Delaware is one of eight states that will now get flexibility from key provisions of the No Child Left Behind (NCLB) Act.
U.S. Education Sec. Arne Duncan announced waivers for Delaware, Connecticut, Louisiana, Maryland, New York, North Carolina, Ohio and Rhode Island. Monday’s announcement brings the number of states with waivers to 19.
“To get this flexibility states must meet three core goals. First, they must be on track in adopting college and career ready standards, secondly, they must have a plan to strengthen elevate and support their teachers and principals, and finally they must create an accountability system to identify and focus resources on the lowest performing schools and the schools with the largest achievement gaps,” said Sec. Duncan.

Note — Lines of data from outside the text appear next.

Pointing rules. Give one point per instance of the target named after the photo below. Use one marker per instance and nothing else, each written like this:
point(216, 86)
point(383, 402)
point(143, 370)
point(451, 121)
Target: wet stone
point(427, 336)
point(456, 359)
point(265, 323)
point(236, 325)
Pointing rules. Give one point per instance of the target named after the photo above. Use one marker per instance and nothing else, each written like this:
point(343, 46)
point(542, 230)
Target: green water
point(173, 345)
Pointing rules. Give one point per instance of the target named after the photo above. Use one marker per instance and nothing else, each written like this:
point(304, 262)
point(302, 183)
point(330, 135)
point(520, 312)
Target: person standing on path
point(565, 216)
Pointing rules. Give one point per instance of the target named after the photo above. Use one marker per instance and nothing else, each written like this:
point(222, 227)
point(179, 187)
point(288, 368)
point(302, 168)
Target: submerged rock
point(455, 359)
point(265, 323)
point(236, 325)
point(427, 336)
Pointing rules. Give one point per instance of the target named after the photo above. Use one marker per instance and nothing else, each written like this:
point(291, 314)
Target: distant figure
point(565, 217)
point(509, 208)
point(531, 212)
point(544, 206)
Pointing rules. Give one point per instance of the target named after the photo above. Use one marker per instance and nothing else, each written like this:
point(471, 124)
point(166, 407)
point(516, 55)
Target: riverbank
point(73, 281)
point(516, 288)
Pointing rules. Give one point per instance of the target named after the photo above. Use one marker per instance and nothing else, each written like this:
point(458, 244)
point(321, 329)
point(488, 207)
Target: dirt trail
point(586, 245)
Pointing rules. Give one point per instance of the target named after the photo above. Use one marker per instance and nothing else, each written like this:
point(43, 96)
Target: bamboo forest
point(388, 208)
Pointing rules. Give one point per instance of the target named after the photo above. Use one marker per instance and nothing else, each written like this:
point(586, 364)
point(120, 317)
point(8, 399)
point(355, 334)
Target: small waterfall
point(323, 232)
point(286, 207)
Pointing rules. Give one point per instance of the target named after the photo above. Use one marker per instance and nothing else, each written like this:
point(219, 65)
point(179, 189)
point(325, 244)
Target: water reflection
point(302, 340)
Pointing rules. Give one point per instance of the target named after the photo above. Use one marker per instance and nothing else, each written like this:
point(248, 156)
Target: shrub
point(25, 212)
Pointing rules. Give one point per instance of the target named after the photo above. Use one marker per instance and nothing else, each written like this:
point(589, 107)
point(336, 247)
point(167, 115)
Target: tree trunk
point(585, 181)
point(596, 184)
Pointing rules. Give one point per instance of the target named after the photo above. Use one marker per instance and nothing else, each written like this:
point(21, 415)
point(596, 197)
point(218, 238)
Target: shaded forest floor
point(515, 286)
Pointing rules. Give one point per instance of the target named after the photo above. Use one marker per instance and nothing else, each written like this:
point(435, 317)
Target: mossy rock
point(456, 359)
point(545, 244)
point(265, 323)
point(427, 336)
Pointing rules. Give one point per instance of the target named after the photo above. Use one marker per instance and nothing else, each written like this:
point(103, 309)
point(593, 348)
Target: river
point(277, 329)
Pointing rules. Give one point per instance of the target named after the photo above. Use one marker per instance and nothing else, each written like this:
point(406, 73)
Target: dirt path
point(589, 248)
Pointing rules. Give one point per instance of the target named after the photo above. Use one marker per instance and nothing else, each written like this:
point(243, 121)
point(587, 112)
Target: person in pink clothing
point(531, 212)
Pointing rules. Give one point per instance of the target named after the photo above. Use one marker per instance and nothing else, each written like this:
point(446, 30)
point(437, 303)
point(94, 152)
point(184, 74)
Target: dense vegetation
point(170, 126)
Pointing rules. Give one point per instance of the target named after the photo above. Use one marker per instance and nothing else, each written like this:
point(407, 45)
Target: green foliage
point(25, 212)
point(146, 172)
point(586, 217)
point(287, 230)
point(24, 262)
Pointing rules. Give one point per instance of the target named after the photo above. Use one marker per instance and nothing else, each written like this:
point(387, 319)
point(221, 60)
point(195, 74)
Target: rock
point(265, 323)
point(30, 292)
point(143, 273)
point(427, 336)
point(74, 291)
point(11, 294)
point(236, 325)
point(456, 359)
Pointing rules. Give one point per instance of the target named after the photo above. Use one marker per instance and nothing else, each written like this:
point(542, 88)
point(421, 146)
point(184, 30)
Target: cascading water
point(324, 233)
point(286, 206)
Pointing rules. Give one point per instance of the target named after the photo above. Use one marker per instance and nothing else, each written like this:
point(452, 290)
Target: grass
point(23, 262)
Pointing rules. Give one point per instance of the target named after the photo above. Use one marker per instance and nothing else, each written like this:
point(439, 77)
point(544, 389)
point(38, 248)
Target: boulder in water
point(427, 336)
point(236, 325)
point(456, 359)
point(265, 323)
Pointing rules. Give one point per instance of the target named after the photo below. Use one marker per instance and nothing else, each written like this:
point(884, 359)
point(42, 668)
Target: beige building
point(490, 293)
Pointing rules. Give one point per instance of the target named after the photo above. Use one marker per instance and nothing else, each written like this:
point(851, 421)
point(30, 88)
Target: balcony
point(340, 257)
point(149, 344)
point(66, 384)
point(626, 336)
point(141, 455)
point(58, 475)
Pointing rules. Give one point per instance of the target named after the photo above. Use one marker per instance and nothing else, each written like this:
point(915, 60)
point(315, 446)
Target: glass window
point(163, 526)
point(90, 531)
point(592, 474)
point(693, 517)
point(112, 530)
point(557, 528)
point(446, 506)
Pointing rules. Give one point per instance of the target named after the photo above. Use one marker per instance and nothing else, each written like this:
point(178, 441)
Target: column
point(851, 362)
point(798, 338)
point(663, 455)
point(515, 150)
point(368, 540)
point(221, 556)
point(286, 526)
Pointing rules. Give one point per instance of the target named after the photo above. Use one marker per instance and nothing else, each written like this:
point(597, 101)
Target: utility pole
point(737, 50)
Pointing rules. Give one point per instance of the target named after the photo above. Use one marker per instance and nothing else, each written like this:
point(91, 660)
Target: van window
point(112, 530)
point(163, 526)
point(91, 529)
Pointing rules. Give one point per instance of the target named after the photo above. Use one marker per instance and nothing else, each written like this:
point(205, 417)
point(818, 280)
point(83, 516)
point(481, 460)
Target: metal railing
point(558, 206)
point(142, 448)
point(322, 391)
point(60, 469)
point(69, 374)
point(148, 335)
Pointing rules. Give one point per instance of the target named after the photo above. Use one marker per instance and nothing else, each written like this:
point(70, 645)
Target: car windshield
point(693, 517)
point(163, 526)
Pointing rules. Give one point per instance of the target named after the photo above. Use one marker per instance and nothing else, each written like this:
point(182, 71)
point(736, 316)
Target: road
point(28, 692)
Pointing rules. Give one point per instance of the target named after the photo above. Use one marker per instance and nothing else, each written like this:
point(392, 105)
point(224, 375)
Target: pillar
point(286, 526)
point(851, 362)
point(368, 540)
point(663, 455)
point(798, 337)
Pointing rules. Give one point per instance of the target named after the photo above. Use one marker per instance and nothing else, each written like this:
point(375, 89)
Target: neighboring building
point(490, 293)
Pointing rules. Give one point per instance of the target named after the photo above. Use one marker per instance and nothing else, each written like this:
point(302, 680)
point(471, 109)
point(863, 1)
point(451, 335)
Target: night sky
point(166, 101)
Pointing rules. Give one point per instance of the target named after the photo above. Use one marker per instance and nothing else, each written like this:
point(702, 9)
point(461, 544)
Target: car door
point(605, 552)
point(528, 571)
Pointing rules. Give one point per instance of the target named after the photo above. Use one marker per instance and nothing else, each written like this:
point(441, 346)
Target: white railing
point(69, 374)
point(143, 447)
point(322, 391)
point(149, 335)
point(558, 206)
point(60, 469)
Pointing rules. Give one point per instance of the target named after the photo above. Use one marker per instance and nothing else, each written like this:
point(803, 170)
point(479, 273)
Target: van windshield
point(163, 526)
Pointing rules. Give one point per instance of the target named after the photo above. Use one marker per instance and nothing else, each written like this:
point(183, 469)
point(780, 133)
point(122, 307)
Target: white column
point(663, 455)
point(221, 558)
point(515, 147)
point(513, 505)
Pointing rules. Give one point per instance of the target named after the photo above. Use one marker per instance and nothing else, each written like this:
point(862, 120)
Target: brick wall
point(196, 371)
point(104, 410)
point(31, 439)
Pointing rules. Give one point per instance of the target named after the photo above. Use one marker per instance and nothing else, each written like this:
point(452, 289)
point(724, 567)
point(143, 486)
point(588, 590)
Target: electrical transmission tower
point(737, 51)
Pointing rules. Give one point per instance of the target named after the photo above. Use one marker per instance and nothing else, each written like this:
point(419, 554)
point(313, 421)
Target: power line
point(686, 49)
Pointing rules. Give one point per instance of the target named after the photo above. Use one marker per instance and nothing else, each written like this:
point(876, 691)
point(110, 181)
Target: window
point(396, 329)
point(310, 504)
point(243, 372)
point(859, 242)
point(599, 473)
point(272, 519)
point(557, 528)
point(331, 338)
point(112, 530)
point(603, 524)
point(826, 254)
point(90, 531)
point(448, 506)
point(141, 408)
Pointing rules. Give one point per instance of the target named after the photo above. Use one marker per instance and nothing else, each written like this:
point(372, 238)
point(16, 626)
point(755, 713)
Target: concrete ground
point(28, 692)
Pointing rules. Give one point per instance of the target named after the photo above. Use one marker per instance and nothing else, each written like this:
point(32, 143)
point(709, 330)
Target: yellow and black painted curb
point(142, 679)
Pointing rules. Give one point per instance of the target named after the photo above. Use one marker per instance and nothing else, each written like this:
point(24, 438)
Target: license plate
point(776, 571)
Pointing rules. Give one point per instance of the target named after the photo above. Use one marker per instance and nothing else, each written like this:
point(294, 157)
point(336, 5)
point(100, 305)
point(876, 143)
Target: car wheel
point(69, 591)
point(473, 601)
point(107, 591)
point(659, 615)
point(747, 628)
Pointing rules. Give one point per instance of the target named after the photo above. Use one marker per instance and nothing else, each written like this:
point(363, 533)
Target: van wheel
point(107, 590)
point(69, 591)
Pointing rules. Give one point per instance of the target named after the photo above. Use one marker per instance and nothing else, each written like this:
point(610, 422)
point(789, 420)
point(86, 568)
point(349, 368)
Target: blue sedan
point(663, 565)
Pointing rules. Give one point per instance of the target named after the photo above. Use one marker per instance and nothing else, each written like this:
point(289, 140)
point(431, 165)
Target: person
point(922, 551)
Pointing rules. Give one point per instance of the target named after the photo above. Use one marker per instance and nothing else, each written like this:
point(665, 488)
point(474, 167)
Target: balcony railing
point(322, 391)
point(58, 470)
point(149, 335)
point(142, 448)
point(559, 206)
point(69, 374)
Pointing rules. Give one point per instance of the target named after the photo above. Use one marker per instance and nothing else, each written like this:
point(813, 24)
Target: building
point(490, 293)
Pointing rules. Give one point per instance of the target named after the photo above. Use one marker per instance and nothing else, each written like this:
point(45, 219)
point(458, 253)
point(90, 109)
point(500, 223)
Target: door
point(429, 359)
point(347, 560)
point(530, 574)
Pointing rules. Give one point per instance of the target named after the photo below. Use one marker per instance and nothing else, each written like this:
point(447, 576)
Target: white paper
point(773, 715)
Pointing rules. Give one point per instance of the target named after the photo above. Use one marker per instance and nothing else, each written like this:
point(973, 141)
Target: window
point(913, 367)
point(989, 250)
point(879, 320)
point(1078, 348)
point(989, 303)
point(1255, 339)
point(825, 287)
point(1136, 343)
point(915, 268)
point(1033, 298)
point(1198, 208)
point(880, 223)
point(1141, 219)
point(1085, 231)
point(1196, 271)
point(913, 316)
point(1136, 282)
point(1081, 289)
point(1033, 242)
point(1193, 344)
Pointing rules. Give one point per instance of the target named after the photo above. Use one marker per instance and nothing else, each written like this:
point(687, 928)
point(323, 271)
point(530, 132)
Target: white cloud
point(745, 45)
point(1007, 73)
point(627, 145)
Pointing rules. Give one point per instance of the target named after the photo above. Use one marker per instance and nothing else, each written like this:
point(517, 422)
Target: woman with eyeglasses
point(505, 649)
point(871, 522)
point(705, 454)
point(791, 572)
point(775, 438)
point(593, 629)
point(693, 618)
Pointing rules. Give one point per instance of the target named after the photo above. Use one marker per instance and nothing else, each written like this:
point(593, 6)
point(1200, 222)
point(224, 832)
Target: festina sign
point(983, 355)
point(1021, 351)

Education officials say now is the time to reform and redesign the NCLB Act since requirements have become barriers to states. According to Roberto Rodriguez, special assistant to President Barack Obama for education, Congress is five years late in fixing NCLB.
“Our kids can’t afford to wait any longer. In order to achieve an economy built to last we must redesign our nations education system so it prepares them for college and successful careers,” said Rodriguez.
Duncan believes many of the new state-created accountability systems will capture more students at risk, including low-income students, students with disabilities, and English learners.
Both out-going Delaware Secretary of Education Lillian Lowery and in-coming Secretary Mark Murphy praised the move. “The state now will be able to implement a plan designed by Delawareans to meet the needs of Delaware students,” Lowery said. “This plan gives us the flexibility.”
Delaware education officials put their request for an exemption to the federal government on line.